Frequently Asked Questions

Is it safe to live off campus near Lehigh University?

South Bethlehem is a real urban neighborhood, not a campus bubble. The streets immediately adjacent to Lehigh — Carlton Avenue, Montclair Avenue, Thomas Street, and Vine Street — see regular LUPD and Bethlehem PD patrols and have a strong student presence. Like any urban area, basic awareness matters: lock your doors, travel in groups at night, and don't leave valuables visible in your car. Students who are reasonably cautious and engaged in their environment generally have a safe experience living off campus.

What is the HawkWatch app?

HawkWatch is Lehigh University's personal safety app. It provides real-time campus safety alerts, lets you request a walking escort from LUPD, and gives you a direct emergency call button. It is available for free on iOS and Android. Every Lehigh student living off campus should have it installed. The app works in the off-campus area around South Bethlehem, not just the main campus footprint.

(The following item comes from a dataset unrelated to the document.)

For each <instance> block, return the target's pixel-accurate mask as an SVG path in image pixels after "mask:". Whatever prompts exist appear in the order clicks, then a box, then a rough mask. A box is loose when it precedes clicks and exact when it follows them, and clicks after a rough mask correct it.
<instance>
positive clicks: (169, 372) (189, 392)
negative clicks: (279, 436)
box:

Does Lehigh University Police patrol off-campus areas?

Yes. LUPD patrols the areas surrounding campus, including the main off-campus student housing streets in South Bethlehem. LUPD also coordinates with the Bethlehem Police Department on off-campus incidents. You can register your off-campus address with LUPD to request additional patrols during school breaks.

What should students do before moving into an off-campus house?

Do a safety walk-through: check that all exterior door locks work, window locks are functional, porch lights are operational, and smoke and CO detectors are present and working. Ask your landlord to rekey the locks before you move in, and document everything with photos sent to your landlord on day one.

How can parents help their Lehigh student stay safe off campus?

The most useful things: make sure your student has HawkWatch installed, discuss basic home security habits before move-in, and verify working smoke and CO detectors at move-in. Review the lease for safety responsibilities before signing — our parent's guide to Lehigh off-campus housing covers exactly what to look for.

What should students do if something goes wrong off campus?

For emergencies, call 911 immediately. Non-emergency incidents can be reported to Bethlehem Police (610-865-7187) or LUPD (610-758-4200). The HawkWatch app also allows you to report concerns and request support without calling. Do not delay calling for help — Lehigh's Good Samaritan policy provides amnesty from student conduct action when someone calls for help in a medical emergency.